I've found it much easier throughout the last three years to keep hopes at a minimum, to stay rational and pragmatic, and, most importantly, to stay off Nameberry. I'd have my reaction each month, but I've had a lot of other things going on that required my emotional energy, so I didn't have the bandwidth to let it consume me for long. And, sincerely, it's been easy for me to stay thankful. I have one beautiful, wonderful child, and he's more than we could ever ask for, and he has many good things in his life even if a sibling isn't one of them. I've been happy and content for us and for him. 

But this month was different. This month I let my hopes climb as high as they wanted, let them creep close to certainty, let them go wild on Nameberry and birthday calculations. Every time I wanted to tell them to settle down and brace themselves, I stopped myself. It's okay to let hopes be hopes. It's okay to want something and not have it. I can take the disappointment. 

And that's where I think my pragmatism, for as much as I appreciate everything it did to get me to this point in one piece, perhaps worked a little too hard when I could have let it relax. I forget that disappointment isn't something I need to constantly guard myself from feeling — that I can feel it and be okay. I figured it out in time for this month, knowing it would probably be the end of our fertility journey, at least for now, probably (not certainly, but probably) for good. If the end of this road was a baby, I didn't want to receive the gift with all of my walls up and my barriers in place. I know that hope deferred makes the heart sick, but I also know that a longing fulfilled is a tree of life. My heart was telling me that it was strong enough to handle either, if I would let it. 

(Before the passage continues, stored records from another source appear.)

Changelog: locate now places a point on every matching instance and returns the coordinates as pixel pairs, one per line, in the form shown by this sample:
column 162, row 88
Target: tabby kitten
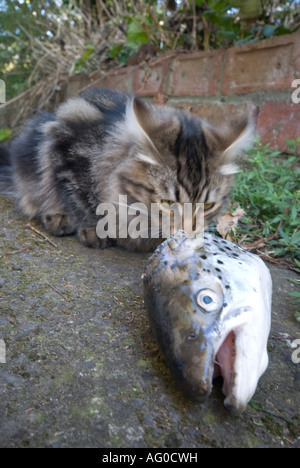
column 102, row 144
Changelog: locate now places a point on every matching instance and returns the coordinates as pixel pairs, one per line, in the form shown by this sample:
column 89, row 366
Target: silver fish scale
column 210, row 302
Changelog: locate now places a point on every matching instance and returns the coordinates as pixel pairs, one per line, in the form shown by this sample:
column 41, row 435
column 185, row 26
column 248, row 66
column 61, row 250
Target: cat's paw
column 58, row 224
column 88, row 237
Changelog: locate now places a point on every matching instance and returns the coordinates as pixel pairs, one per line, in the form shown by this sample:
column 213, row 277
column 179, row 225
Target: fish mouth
column 224, row 363
column 225, row 366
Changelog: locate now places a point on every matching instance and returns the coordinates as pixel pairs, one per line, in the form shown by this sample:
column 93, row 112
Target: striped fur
column 103, row 144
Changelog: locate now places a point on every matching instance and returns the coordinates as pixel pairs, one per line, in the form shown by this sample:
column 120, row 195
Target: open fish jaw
column 210, row 310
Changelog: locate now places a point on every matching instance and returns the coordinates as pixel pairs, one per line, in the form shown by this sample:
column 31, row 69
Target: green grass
column 269, row 192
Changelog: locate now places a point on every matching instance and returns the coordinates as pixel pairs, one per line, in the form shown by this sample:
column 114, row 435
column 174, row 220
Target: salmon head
column 209, row 306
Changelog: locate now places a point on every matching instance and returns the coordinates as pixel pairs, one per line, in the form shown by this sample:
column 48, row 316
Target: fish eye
column 208, row 206
column 208, row 300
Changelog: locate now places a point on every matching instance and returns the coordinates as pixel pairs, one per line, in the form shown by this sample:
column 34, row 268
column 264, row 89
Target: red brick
column 150, row 79
column 278, row 121
column 196, row 74
column 218, row 113
column 269, row 65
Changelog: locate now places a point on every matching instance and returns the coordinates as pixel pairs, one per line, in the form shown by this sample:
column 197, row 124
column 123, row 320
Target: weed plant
column 269, row 192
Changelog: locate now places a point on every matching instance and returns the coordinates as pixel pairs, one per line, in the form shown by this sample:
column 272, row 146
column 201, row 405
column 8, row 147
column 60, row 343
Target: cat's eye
column 208, row 206
column 167, row 202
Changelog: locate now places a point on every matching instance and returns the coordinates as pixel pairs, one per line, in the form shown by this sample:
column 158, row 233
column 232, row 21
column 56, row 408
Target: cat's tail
column 6, row 173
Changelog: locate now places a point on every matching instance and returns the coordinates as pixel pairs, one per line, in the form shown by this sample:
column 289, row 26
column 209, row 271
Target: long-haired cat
column 102, row 144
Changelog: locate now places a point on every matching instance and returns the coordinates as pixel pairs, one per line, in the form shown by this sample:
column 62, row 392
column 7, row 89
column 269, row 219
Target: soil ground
column 82, row 366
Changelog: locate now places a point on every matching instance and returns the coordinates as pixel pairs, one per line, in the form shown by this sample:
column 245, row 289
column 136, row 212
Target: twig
column 41, row 234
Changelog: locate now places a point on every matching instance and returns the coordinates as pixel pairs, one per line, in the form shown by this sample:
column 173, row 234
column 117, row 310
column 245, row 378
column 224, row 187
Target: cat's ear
column 231, row 142
column 141, row 122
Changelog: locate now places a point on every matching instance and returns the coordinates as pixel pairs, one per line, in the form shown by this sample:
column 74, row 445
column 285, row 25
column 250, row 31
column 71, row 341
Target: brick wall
column 216, row 85
column 221, row 84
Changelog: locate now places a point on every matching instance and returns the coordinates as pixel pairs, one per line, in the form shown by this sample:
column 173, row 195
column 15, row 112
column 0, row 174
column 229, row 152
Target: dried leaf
column 227, row 223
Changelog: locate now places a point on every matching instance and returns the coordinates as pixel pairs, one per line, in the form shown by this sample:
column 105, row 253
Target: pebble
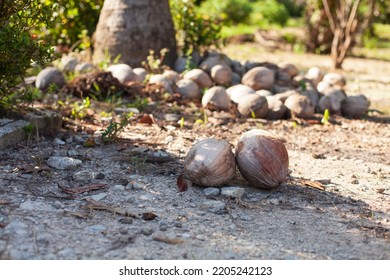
column 233, row 192
column 99, row 196
column 355, row 181
column 97, row 228
column 245, row 217
column 100, row 176
column 59, row 141
column 63, row 163
column 136, row 186
column 210, row 192
column 147, row 231
column 17, row 228
column 171, row 117
column 213, row 206
column 118, row 188
column 67, row 254
column 273, row 201
column 73, row 153
column 323, row 181
column 83, row 175
column 30, row 205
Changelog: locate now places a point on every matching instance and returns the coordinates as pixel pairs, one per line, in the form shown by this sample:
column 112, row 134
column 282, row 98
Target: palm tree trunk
column 130, row 28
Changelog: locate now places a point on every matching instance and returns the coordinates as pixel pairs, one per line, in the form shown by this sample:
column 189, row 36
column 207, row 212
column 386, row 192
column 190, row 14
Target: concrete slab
column 12, row 132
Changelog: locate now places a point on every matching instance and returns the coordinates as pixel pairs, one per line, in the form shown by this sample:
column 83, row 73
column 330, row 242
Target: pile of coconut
column 257, row 89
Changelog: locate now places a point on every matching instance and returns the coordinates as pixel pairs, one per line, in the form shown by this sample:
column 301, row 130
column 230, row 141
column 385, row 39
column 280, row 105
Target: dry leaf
column 168, row 240
column 183, row 184
column 147, row 119
column 313, row 184
column 82, row 189
column 148, row 216
column 31, row 168
column 3, row 202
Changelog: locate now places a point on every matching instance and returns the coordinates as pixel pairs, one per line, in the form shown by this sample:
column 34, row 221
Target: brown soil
column 335, row 203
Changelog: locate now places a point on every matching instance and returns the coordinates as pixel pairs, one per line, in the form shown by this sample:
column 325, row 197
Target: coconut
column 259, row 78
column 216, row 98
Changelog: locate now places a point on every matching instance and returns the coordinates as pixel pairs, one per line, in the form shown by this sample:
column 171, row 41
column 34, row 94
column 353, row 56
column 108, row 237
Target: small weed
column 113, row 130
column 139, row 163
column 139, row 103
column 325, row 119
column 79, row 111
column 181, row 122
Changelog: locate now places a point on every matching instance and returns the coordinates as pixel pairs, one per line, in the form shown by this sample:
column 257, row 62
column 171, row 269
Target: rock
column 50, row 76
column 47, row 122
column 171, row 75
column 159, row 79
column 188, row 89
column 335, row 79
column 259, row 78
column 221, row 74
column 276, row 108
column 332, row 100
column 123, row 72
column 264, row 92
column 236, row 79
column 233, row 192
column 300, row 106
column 85, row 67
column 63, row 163
column 355, row 106
column 323, row 86
column 213, row 206
column 214, row 59
column 289, row 69
column 141, row 73
column 313, row 95
column 253, row 105
column 12, row 132
column 216, row 98
column 238, row 68
column 181, row 64
column 211, row 192
column 84, row 175
column 315, row 75
column 200, row 77
column 237, row 92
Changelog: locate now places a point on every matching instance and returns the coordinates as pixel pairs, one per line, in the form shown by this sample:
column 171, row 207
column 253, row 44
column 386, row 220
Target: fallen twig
column 93, row 205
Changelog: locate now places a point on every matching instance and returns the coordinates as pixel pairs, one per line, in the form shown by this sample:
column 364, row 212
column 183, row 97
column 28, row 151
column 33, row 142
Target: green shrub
column 269, row 11
column 194, row 32
column 19, row 47
column 73, row 21
column 230, row 11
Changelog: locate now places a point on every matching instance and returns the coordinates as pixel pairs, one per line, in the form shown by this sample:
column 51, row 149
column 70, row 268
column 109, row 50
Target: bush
column 19, row 47
column 269, row 11
column 73, row 21
column 194, row 32
column 230, row 11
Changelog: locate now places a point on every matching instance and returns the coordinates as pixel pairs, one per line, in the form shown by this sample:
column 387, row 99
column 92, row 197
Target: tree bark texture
column 130, row 28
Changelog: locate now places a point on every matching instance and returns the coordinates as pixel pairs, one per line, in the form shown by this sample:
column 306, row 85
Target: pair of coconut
column 261, row 157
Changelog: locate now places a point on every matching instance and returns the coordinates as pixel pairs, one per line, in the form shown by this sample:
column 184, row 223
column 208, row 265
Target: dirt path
column 335, row 204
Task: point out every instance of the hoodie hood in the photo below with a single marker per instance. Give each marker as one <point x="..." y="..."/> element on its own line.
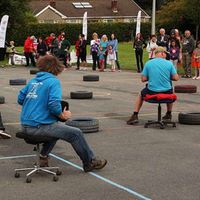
<point x="41" y="76"/>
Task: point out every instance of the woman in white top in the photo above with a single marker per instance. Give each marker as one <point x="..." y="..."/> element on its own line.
<point x="151" y="47"/>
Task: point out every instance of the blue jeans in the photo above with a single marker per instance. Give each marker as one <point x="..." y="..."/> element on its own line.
<point x="61" y="131"/>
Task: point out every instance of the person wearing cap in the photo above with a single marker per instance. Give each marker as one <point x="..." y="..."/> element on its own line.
<point x="159" y="73"/>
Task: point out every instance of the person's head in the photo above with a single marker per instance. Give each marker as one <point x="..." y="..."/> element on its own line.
<point x="160" y="52"/>
<point x="187" y="33"/>
<point x="112" y="36"/>
<point x="95" y="36"/>
<point x="153" y="38"/>
<point x="104" y="38"/>
<point x="198" y="44"/>
<point x="51" y="64"/>
<point x="162" y="31"/>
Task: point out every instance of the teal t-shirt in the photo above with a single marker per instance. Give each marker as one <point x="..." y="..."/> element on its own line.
<point x="159" y="72"/>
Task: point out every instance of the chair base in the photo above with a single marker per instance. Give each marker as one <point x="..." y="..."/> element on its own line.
<point x="162" y="124"/>
<point x="37" y="169"/>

And it did. My heart was great. I should give my heart more credit, really. It took the fall like a champ, told me to lay in bed and forget about my responsibilities for a day, let me cry. It pictured what the joy would have looked like on Anders' face. It let me think about the full table of adult children I imagined us having someday ... some healthier, less sarcastic version of Parenthood, a string of lights strung over an outdoor eating space and everyone talking over each other. It let me grieve the name I had my heart set on for a girl and the names that Anders has been collecting for a brother. 

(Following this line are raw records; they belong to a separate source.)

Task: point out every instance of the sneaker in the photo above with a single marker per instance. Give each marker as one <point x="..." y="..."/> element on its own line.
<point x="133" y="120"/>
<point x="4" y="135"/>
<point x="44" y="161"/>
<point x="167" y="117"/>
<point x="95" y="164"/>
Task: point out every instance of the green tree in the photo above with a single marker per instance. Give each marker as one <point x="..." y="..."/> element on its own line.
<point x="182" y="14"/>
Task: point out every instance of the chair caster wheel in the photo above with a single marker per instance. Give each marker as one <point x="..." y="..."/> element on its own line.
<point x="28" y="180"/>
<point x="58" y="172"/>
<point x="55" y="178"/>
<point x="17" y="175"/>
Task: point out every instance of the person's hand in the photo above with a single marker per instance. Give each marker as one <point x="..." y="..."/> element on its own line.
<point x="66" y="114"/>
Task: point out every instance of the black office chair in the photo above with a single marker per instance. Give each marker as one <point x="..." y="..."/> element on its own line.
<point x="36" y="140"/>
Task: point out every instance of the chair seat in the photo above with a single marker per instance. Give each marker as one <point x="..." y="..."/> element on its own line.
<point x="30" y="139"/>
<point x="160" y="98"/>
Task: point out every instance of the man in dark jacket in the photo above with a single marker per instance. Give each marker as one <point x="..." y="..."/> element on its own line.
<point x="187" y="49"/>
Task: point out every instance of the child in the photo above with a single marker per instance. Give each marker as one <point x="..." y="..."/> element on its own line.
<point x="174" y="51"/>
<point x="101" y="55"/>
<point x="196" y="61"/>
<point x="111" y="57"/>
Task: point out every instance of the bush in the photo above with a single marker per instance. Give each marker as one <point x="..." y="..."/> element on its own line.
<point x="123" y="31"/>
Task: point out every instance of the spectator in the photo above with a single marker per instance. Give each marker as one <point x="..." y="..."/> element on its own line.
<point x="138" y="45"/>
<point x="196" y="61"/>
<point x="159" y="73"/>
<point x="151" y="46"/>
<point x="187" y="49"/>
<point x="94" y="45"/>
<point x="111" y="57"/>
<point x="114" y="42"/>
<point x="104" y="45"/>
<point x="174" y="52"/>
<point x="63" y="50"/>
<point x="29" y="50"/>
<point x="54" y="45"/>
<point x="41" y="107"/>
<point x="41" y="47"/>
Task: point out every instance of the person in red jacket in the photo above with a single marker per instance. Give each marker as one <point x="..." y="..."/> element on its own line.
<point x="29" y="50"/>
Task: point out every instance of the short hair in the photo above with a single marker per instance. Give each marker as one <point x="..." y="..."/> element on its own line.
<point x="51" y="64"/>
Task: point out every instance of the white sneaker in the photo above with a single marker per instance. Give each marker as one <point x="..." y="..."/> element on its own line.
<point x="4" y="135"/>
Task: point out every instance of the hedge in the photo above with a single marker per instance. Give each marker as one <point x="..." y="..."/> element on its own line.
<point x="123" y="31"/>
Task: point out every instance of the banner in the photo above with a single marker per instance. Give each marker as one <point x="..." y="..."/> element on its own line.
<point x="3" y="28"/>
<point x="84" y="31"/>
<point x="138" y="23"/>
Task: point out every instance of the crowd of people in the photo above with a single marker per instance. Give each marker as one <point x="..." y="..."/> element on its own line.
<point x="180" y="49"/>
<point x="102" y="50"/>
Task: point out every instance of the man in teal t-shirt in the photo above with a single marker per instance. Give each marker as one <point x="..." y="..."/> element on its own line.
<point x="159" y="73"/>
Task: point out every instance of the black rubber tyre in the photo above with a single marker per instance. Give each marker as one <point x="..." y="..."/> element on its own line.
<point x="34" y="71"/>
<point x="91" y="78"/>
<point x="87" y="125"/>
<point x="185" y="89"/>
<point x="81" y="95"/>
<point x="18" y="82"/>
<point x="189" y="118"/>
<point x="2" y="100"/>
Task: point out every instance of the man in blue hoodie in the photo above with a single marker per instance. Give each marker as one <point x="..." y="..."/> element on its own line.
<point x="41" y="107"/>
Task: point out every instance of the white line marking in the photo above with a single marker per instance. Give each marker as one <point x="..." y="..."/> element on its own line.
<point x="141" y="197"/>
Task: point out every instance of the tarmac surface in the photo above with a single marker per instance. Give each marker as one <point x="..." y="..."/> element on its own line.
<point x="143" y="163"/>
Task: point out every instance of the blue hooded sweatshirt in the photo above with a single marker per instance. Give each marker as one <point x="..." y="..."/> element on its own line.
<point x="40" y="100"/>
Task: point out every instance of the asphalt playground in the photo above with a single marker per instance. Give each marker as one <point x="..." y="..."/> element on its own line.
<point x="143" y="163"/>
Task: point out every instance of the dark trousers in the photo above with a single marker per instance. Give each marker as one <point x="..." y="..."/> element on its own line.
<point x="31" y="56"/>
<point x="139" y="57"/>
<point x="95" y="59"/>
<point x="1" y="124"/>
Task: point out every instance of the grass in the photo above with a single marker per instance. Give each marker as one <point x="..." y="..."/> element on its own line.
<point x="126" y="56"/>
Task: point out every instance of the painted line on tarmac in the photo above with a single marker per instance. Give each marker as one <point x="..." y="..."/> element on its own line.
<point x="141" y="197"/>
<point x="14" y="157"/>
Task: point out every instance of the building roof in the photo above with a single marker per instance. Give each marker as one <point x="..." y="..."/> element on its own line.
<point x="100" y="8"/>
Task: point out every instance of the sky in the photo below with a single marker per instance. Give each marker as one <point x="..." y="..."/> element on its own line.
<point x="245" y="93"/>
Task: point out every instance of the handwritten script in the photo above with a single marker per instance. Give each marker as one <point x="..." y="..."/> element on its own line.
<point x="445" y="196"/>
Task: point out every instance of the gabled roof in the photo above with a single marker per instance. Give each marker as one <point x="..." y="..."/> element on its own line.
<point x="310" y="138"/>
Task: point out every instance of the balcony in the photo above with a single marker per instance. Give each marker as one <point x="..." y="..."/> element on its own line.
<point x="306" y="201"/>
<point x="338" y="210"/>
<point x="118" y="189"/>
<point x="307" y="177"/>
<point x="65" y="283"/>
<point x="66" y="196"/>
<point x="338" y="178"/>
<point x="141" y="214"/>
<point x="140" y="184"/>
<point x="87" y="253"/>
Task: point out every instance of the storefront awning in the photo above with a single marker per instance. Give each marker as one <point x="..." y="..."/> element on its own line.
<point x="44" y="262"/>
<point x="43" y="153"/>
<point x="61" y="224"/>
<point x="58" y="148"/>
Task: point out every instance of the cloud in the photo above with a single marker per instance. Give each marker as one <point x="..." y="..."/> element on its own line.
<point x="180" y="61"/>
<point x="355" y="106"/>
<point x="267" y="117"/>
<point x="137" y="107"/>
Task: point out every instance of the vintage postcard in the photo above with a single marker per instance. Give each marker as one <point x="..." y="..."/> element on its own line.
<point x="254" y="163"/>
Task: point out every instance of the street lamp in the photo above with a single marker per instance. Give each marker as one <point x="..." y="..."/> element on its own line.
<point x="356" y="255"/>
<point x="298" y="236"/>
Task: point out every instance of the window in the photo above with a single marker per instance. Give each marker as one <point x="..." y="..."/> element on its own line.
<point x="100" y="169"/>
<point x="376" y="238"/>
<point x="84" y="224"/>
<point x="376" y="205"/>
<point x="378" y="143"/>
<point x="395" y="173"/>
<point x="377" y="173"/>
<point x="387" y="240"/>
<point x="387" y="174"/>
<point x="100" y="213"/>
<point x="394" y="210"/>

Then, knowing I was welcome to come back to that place and be sad whenever I wanted, I thought about how much I love my little family exactly as it is.

I love how all three of us are firstborns, all ENFPs, all extroverts who enjoy their alone time, all travelers who love being home. We're like the best little club I've ever been a part of. I like the energy of one bouncy little boy but plenty of quiet and space. I like how Anders pushes me to go outside and meet new people, how he'll knock on someone's door because they have kids and he wants to meet them. I like how we can buy plane tickets for the whole family on the cheap, fit into any compact car, squeeze around anyone's dinner table. 

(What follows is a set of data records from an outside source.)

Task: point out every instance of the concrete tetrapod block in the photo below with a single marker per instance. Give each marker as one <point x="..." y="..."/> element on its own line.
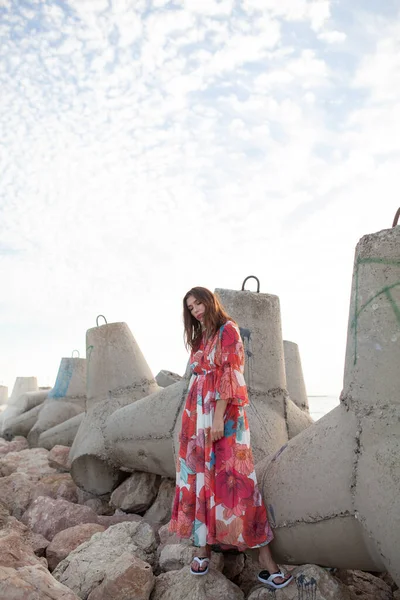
<point x="23" y="404"/>
<point x="294" y="375"/>
<point x="259" y="319"/>
<point x="21" y="386"/>
<point x="333" y="492"/>
<point x="62" y="434"/>
<point x="372" y="390"/>
<point x="65" y="400"/>
<point x="22" y="424"/>
<point x="3" y="394"/>
<point x="140" y="436"/>
<point x="166" y="378"/>
<point x="144" y="436"/>
<point x="117" y="375"/>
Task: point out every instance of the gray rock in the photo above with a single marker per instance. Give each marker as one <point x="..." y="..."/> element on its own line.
<point x="160" y="511"/>
<point x="137" y="493"/>
<point x="48" y="516"/>
<point x="87" y="566"/>
<point x="181" y="585"/>
<point x="32" y="582"/>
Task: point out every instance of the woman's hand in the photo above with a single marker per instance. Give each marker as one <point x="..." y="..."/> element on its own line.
<point x="217" y="429"/>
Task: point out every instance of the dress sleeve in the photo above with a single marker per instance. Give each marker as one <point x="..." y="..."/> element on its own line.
<point x="229" y="360"/>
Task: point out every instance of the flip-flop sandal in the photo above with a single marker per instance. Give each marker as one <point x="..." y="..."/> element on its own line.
<point x="268" y="578"/>
<point x="201" y="562"/>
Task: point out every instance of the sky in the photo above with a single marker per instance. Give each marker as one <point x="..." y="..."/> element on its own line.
<point x="150" y="146"/>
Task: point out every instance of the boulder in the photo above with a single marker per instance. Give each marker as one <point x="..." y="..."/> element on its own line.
<point x="16" y="493"/>
<point x="17" y="444"/>
<point x="32" y="582"/>
<point x="181" y="585"/>
<point x="176" y="556"/>
<point x="364" y="585"/>
<point x="100" y="504"/>
<point x="13" y="531"/>
<point x="67" y="540"/>
<point x="57" y="485"/>
<point x="310" y="581"/>
<point x="59" y="458"/>
<point x="87" y="566"/>
<point x="137" y="493"/>
<point x="33" y="462"/>
<point x="159" y="512"/>
<point x="118" y="517"/>
<point x="48" y="516"/>
<point x="130" y="579"/>
<point x="233" y="565"/>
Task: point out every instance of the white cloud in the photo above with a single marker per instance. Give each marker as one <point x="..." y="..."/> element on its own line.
<point x="332" y="37"/>
<point x="144" y="152"/>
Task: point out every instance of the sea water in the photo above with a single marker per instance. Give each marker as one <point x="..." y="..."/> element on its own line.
<point x="320" y="405"/>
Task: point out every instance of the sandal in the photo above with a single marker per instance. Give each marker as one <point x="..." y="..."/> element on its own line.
<point x="268" y="578"/>
<point x="201" y="561"/>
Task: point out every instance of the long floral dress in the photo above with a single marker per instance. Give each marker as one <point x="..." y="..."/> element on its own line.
<point x="217" y="500"/>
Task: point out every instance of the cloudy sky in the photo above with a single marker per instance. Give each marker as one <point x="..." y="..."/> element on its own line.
<point x="147" y="146"/>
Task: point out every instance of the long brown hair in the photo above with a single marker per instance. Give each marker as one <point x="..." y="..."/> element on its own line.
<point x="214" y="317"/>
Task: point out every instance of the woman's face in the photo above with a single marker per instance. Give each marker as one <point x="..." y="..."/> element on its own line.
<point x="196" y="308"/>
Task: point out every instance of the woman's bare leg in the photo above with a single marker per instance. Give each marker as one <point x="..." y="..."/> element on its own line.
<point x="267" y="562"/>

I thought about the ways this might alter our future, doors it might open. When we were engaged, our original plan had been to have one biological child and then foster or adopt any kids after; have these past three years just brought us back around to our starting place? I thought about future travel, education, career opportunities, resources, time. I got a renewed energy around returning to Indonesia with one independent child in kindergarten. I breathed some relief that I won't have to live in a mosquito net for the next nine months, being pregnant in a world of Zika, in a place where I get bit no less than ten times a day. 

I let all of those thoughts swirl together, none of them trumping the other, sadness over that big table mingling with relief over Zika mingling with excitement over flexibility until all of my scattered thoughts and emotions melded into, quite simply, what it is.

This is life, right? You've got your plans and intentions, and then you walk them out into reality, whatever that may be. 

Maybe I still don't know whether Anders is my new one or my one only, but I think I'm done qualifying the number. We have one child. Not "just one" or "only one." Not "one for now." Not "one but we'll see."

One.

As complete as any family ever is. Hearts wide open.